Updated: Sep 27, 2021
“Do I need a voice teacher or a vocal coach?” That is the question I am asked when perspective students or parents call me. In addition, people inquire about the difference between the two and ask, “How do I know whom to choose?”
All of those are great questions. Before you choose a voice teacher or a vocal coach, first know the difference between the two. Secondly, do your due diligence and learn about the person. Remember that not all voice teachers are qualified to the same degree or equally gifted. The ways in which voice teachers are trained is very important. Singing teachers, like any music teacher, instruct you in ways to develop your instrument. Voice coaches work with voices that are already developed and assist in preparing for the public or online performance. They are not typically trained singers.
A Voice Teacher holds a minimum of a Bachelor of Music Degree in applied voice, vocal performance or vocal pedagogy from a respected university or conservatory of music. Voice teachers should have taken classes in vocal pedagogy (how to teach students to sing). Note that most universities do not offer this class to undergraduates voice majors. Most voice teachers hold a Master of Music Degree in voice or pedagogy and are members of professional organizations such as Voice and Speech Trainers Association or the National Association of Teachers of Singing. Voice teachers have had rigorous training in vocal technique, vocal health and focus on vocal development of voices of children through adults; experience in developing the pubescent voice, preparation for high school vocal competitions, college level training of voice majors and understanding voice issues of older adults. Singing teachers improve posture, breath control, pitch (singing in turn), range (how high or low you can sing), timbre (the quality of your sound) and resonance (where you feel the vibration when you sing) of the human voice. Vocal health is a major issue with the voice as this musical instrument as it is part of the body. Singers are athletes in that they use their motor skills just as an athlete uses motor skills- by training and practicing repetitive movements until they are fine-tuned. Untrained singers can injure the vocal folds by attempting to recreate the sound they hear from a pop or rock singer. Remember, you only get one set of vocal cords. No one is immune to vocal fatigue, inflammation of the vocal cords, vocal nodules, polyps, cysts or other major vocal issues that may require surgery. The voice teacher also works as the vocal coach in most cases except at the university graduate level.
A Vocal Coach may or may not be professionally trained in technique, vocal health or development of the voice. Voice coaches work in one or many genres of music (pop, R &B, rock, classical, etc.) Anyone can call themselves a “voice coach” as there is no certification required. Singing coaches prepare the singer for the performance, once the singer is already prepared. Most vocal coaches are pianists who work with the singer to ensure proper rhythm, dynamics, diction and stage presence. Basically, the vocal coach polishes the singer before the final performance. Be careful here as anyone can hang out a shingle with the words “vocal coach.”
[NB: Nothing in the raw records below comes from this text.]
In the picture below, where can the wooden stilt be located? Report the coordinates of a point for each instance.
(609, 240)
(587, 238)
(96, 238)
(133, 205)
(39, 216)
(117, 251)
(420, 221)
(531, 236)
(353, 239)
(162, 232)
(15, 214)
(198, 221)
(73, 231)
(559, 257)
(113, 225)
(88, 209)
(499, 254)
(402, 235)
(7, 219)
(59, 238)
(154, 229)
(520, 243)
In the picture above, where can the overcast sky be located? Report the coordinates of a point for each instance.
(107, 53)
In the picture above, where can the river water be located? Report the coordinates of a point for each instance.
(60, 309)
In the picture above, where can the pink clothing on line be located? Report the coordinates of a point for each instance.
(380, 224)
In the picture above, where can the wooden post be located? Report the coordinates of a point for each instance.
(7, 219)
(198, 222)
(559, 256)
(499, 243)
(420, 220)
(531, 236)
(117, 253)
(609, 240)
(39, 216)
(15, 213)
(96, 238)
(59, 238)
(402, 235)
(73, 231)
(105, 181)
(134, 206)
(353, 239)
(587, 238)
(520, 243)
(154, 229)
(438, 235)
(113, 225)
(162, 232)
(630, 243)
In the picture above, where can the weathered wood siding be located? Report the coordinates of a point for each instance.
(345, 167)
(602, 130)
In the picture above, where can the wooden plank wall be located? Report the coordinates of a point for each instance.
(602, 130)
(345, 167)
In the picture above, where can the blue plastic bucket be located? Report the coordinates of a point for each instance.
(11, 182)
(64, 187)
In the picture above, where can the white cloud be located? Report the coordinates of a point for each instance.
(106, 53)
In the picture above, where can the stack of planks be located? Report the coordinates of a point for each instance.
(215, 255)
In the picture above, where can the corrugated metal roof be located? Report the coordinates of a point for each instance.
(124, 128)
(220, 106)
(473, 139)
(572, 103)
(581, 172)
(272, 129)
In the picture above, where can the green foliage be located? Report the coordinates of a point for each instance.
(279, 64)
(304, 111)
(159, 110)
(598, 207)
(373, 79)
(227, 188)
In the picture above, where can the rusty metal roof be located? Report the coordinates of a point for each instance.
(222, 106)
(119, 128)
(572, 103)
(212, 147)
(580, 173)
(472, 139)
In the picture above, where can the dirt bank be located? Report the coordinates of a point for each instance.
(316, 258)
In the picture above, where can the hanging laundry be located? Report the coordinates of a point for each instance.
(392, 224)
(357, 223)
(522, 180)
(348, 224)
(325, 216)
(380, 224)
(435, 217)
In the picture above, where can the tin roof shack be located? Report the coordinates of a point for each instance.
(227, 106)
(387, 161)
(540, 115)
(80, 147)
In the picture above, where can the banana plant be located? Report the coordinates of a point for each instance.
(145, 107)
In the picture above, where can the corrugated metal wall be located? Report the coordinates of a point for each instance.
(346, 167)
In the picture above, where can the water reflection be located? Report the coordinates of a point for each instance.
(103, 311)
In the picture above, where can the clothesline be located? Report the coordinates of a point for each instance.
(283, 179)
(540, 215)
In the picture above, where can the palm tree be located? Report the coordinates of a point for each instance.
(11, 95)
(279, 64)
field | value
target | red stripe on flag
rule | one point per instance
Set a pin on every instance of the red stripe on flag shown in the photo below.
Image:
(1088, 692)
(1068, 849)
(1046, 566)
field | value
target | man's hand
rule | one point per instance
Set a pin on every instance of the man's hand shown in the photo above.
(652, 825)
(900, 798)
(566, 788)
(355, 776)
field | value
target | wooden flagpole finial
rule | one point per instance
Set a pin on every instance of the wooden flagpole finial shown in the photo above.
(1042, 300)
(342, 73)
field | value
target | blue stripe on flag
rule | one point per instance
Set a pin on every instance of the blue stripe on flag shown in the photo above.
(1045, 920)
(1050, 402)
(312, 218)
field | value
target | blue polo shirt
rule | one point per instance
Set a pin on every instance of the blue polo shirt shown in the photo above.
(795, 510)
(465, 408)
“How do I choose the right voice teacher?” Nothing is more important than having a good rapport with your voice teacher. Your voice teacher is assisting you with an integral part of your identity - your voice. The voice teacher is working with your holistic being, not just your vocal cords. Do your research on the teacher’s/coach’s credentials. Listen to students from the studio and read testimonials from students and parents on the teacher’s website and social media. Inquire if the teacher will meet you in person or online for an initial audition at no cost to learn about you, your vocal needs and interests. Remember that you are paying for that specific person’s extensive understanding, knowledge and experience in their field and they offer that experience at a fair market price.
Your voice is important. Let it be heard. Choose your voice teacher or vocal coach wisely. Know who they are and how they can help you. Remember, if someone promises you something that sounds too good to be true- it probably isn’t!